This manual review bottleneck has plagued security teams for years. You can’t just ignore findings because some might be genuine vulnerabilities, but investigating every alert is unsustainable when you’re dealing with thousands of potential issues across multiple applications and teams. Not to mention in many large organizations that developers outnumber security 100:1 or more.

The question becomes, how can we handle false positives using more modern and automated approaches that reduces manual overhead while maintaining security effectiveness?

False Positive Detected!

The first step in building better false positive management is understanding what you’re actually dealing with. Not all false positives are the same, and different types require different handling approaches.

Detection issues are findings where the vendor signature is simply off-base. The can engine flagged something as a vulnerability when there’s no actual security issue present. This might happen when static analysis tools misunderstand framework behavior or when signature-based detection produces funky matches.
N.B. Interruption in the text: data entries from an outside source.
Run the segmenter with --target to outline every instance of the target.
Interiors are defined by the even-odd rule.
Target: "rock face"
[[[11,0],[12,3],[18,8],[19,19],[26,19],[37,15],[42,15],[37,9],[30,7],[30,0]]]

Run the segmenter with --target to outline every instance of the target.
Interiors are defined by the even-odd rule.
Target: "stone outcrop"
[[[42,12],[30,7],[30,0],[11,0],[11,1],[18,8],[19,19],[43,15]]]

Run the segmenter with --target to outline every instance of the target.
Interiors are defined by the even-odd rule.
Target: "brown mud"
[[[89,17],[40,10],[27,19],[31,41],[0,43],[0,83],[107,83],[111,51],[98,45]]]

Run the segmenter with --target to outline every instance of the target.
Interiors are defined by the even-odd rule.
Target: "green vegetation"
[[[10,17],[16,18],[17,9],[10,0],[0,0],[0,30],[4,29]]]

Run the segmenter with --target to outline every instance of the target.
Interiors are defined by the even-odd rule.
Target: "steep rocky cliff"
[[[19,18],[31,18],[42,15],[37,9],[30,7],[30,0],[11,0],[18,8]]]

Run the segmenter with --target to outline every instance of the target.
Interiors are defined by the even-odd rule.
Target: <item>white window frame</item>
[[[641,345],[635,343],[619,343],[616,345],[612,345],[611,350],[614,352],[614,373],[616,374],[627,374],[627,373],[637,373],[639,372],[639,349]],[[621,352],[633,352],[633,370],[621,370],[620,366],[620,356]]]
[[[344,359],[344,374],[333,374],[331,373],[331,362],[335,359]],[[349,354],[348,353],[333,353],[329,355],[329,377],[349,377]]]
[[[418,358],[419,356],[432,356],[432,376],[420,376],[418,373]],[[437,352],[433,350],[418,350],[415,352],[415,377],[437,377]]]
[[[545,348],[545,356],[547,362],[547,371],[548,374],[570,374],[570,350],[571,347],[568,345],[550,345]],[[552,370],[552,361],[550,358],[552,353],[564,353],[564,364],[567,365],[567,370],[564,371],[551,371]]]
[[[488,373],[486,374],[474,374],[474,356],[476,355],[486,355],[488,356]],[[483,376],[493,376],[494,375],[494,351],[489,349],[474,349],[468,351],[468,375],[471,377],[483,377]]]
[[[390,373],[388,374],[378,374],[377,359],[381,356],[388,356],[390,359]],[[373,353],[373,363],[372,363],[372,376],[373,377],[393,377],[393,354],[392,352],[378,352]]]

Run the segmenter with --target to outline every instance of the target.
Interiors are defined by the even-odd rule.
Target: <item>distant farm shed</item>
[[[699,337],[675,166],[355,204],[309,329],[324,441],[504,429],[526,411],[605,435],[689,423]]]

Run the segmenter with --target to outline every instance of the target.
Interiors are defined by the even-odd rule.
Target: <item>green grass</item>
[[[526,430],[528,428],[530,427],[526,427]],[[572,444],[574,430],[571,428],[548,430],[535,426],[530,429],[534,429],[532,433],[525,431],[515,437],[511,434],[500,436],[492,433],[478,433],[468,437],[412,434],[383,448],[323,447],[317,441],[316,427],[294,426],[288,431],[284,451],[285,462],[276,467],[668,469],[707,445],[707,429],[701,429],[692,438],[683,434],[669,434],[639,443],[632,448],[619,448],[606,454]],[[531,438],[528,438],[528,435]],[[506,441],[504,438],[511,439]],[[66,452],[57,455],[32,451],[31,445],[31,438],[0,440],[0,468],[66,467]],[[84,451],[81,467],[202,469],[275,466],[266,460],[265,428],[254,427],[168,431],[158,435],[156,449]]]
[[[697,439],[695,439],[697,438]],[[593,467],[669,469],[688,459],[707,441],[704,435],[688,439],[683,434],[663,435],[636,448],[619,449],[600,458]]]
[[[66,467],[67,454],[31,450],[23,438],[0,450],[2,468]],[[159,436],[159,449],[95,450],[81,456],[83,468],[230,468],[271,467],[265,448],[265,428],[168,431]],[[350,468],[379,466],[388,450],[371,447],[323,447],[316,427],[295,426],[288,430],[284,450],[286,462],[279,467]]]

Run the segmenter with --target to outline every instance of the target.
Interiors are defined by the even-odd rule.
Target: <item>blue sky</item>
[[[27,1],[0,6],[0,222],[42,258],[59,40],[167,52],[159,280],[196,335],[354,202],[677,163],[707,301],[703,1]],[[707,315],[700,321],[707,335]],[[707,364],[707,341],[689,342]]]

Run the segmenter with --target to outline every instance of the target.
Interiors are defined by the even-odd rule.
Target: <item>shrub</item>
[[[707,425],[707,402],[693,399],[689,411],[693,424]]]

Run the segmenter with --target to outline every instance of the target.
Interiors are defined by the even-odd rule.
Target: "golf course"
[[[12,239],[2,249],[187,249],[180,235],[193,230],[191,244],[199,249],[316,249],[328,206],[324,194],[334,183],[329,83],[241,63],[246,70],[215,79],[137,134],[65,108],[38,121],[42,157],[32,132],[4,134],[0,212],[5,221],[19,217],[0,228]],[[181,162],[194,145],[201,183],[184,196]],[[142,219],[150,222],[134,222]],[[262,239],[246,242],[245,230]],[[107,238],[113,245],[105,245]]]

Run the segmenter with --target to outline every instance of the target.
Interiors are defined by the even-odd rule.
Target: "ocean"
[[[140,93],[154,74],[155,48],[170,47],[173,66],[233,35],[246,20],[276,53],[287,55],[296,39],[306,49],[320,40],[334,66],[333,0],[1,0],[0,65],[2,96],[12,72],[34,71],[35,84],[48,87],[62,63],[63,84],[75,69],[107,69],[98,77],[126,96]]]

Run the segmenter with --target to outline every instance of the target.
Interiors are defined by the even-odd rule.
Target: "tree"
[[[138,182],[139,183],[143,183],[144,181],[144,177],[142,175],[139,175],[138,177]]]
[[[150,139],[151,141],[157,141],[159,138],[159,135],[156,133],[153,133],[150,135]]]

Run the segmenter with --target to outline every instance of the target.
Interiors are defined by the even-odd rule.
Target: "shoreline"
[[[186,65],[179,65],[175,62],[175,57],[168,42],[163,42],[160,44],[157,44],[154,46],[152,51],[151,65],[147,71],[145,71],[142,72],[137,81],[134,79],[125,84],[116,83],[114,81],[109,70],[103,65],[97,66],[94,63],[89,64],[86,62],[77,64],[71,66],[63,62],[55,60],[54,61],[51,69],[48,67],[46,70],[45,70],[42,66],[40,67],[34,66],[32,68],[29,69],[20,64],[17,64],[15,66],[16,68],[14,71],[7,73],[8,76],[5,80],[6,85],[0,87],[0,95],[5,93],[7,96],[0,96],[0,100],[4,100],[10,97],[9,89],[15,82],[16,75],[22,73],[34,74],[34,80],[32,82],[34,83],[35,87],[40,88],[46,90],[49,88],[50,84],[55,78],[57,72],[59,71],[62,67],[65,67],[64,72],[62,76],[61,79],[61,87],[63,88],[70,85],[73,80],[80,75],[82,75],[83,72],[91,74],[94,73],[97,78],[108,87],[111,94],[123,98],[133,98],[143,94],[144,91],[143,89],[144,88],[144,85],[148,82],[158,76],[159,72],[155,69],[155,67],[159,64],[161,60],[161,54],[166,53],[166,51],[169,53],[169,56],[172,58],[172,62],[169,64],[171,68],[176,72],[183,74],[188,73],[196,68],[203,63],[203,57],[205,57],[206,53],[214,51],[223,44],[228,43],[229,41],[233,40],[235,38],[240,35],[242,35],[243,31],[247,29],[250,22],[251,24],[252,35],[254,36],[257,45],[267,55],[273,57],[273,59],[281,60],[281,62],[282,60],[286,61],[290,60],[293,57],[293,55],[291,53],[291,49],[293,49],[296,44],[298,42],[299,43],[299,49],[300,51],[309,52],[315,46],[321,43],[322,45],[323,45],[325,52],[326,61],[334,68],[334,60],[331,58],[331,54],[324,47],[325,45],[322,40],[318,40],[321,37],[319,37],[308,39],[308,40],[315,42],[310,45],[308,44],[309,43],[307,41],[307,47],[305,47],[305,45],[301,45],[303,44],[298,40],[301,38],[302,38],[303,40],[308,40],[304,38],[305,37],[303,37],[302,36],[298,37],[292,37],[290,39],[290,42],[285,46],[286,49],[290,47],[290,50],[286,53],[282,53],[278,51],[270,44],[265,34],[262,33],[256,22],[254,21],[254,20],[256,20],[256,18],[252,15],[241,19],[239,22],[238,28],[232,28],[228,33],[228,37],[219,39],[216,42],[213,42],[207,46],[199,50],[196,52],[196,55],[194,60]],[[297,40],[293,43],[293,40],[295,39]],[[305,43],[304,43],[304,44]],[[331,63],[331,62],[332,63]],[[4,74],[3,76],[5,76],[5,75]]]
Valid detection with custom controls represent cases where the scan engine correctly identifies a potentially vulnerable code pattern, but your organization has custom security controls in place that mitigate the risk. The detection logic is working correctly, but it can’t see the compensating controls that make the finding irrelevant in your environment.

Acceptable risks aren’t false positives in the technical sense, but they function like false positives in your workflow. An example might be a low-severity vulnerability in a package that can’t be upgraded due to compatibility constraints or technical debt. The vulnerability is real, but the risk is acceptable given business and technical constraints.

A comprehensive approach is crucial when designing system workflows to manage various types of false positives. This necessity arises from the distinct remediation strategies and varying degrees of documentation and approval required for each type.

Two Key Actions: Suppressing vs. Ignoring

Once you understand what type of false positive you’re dealing with, there are two primary actions you can take, each serving different purposes in your security workflow.

Suppressing Issues

For findings where you have custom security controls in place, you can write custom rules to suppress similar findings automatically. This approach recognizes that your organization has implemented security measures that the scan engine can’t understand; something like custom sanitization functions, proprietary security libraries, or architectural patterns that prevent exploitation.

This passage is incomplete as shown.